Madame Alexander, indeed. Dressed in a gently yellowing satin and organza gown, she is 18-inches tall, a hard plastic “walker,” with jointed hips and shoulders and a head that rotates. Her inset glass eyes are heavily lashed and they “sleep” when she lies down. Her hair is a netted wig made of shiny, auburn saran. She is flat-chested and wearing Mary Jane flats, so is more of a little girl having a bridal fantasy. She is still lovely.

She is more sentimental than valuable–an visible memory shared by my mother and me for 65 years now. I can’t help wondering what will happen to her.

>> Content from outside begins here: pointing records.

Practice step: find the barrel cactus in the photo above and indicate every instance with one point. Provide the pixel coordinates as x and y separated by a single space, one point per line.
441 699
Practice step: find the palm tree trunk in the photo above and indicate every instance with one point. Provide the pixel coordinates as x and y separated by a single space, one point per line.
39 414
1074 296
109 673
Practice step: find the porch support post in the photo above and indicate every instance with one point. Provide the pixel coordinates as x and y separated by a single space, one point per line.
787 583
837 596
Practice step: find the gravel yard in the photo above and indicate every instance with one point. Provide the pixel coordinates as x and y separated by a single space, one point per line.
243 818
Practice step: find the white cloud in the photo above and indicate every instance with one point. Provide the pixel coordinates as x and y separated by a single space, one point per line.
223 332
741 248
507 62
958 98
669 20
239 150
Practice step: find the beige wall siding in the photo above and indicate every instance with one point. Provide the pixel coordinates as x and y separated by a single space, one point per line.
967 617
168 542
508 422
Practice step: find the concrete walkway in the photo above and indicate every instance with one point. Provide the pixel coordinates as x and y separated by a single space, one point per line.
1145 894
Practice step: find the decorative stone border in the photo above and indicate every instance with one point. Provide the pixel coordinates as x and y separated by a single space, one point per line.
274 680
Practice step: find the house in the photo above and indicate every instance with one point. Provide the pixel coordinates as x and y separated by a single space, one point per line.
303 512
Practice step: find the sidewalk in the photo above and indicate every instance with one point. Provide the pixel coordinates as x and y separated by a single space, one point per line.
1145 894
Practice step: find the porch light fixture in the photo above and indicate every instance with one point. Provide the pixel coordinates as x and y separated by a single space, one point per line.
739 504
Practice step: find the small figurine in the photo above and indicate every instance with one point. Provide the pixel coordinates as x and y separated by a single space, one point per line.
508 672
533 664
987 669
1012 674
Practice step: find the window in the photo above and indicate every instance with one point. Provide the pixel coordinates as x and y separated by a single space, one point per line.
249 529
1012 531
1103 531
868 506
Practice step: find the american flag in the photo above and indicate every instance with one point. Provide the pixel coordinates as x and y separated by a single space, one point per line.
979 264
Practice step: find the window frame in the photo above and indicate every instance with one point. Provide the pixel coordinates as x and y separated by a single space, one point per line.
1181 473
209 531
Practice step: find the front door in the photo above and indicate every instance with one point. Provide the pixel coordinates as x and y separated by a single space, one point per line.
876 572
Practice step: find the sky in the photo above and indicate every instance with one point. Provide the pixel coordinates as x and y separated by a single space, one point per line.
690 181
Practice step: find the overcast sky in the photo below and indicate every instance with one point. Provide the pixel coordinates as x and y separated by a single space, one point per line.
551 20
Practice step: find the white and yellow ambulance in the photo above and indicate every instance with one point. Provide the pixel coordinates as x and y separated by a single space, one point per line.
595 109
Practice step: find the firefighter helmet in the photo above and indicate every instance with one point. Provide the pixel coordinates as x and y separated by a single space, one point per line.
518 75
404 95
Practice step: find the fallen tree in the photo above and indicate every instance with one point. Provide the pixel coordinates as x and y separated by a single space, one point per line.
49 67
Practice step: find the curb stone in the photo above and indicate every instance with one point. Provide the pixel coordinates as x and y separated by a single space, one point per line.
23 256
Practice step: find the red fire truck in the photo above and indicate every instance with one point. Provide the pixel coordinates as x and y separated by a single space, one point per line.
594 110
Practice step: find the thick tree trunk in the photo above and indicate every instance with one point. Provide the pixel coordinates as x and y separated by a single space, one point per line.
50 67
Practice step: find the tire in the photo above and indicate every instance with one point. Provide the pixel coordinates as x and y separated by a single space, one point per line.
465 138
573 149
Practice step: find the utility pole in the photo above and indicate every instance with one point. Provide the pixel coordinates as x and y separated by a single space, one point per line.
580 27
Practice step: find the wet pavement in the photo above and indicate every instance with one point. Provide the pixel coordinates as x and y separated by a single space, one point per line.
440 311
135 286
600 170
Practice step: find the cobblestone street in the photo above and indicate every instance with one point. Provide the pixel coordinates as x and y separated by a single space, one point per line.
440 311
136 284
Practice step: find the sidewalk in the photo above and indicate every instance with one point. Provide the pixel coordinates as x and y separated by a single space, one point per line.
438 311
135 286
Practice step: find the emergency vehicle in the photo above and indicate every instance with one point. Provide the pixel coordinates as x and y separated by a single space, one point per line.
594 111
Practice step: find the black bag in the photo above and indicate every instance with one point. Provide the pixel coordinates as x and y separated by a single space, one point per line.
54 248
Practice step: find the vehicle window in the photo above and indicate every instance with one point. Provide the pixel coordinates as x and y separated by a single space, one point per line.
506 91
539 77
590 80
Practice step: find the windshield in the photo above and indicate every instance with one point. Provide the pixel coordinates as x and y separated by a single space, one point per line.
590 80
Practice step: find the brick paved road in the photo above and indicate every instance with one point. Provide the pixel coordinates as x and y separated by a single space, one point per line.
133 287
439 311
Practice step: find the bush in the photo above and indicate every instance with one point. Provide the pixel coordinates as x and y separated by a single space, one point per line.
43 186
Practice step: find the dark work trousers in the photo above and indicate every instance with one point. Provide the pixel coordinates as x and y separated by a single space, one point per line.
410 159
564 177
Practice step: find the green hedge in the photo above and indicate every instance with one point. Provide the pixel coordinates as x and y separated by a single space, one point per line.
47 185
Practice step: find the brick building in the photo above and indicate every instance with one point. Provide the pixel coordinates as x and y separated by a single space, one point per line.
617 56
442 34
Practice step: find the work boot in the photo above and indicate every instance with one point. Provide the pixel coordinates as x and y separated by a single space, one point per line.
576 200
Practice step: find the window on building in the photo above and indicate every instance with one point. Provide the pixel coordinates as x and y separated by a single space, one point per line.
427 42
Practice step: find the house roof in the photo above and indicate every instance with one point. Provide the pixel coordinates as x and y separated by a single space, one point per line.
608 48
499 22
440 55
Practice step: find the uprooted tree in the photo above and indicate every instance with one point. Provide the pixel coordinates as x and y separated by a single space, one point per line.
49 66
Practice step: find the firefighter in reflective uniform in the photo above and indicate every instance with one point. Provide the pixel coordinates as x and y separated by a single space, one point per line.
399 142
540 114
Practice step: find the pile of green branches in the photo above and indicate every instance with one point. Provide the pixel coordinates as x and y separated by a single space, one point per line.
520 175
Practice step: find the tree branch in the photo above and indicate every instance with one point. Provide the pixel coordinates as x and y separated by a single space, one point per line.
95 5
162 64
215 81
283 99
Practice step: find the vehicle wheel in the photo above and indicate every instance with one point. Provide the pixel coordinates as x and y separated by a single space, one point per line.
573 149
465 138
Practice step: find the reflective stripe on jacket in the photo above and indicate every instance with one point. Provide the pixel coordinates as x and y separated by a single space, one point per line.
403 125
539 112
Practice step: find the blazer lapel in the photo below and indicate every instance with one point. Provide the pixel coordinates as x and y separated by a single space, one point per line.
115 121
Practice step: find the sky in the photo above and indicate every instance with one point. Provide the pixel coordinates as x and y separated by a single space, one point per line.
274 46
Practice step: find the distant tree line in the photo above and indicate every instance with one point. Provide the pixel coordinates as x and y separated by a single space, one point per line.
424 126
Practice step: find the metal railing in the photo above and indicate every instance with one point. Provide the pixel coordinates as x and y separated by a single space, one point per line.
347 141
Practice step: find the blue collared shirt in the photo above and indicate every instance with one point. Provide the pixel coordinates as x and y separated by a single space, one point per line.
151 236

2 Replies to “The Bride Doll”

  1. This must have been a “thing.” I received a bride doll for Christmas when I was 6-7. She was larger than my utility doll who were mostly deployed in play with other girls, and who had winsome little outfits. (Pre Barbie.). My mother crafted her beautiful satin gown from what was recognizably one of her own lacy slips. She was neither decor nor toy, neither a child or an adult – more like a generalized oracle of my expected future.

    I still have my everyday dolls, but I have no idea what happened to my bride doll. An oracular pronouncement, unfulfilled.


  2. I didn’t have a bride doll, but I had one “Madame Alexander” doll. Only about 8 inches tall. My mom worked for a time in the most wonderful store, called The Jodo Gift Shop. It was full of beautiful toys and other small gifts …. we were always told when entering, “Don’t touch anything”! My mom was afraid that if we touched something, and it fell, we would have to pay for it. And we couldn’t afford that! The Jodo Gift Shop had a large array of Madame Alexander dolls. They had such beautiful innocent girl faces, I just loved them all. It just comes to mind, my mom bought me a sleepy doll there…a small soft doll made out of satin I think, with it’s eyes closed and however you put it down it looked like it fell asleep. I loved that precious toy. Thanks for the memories!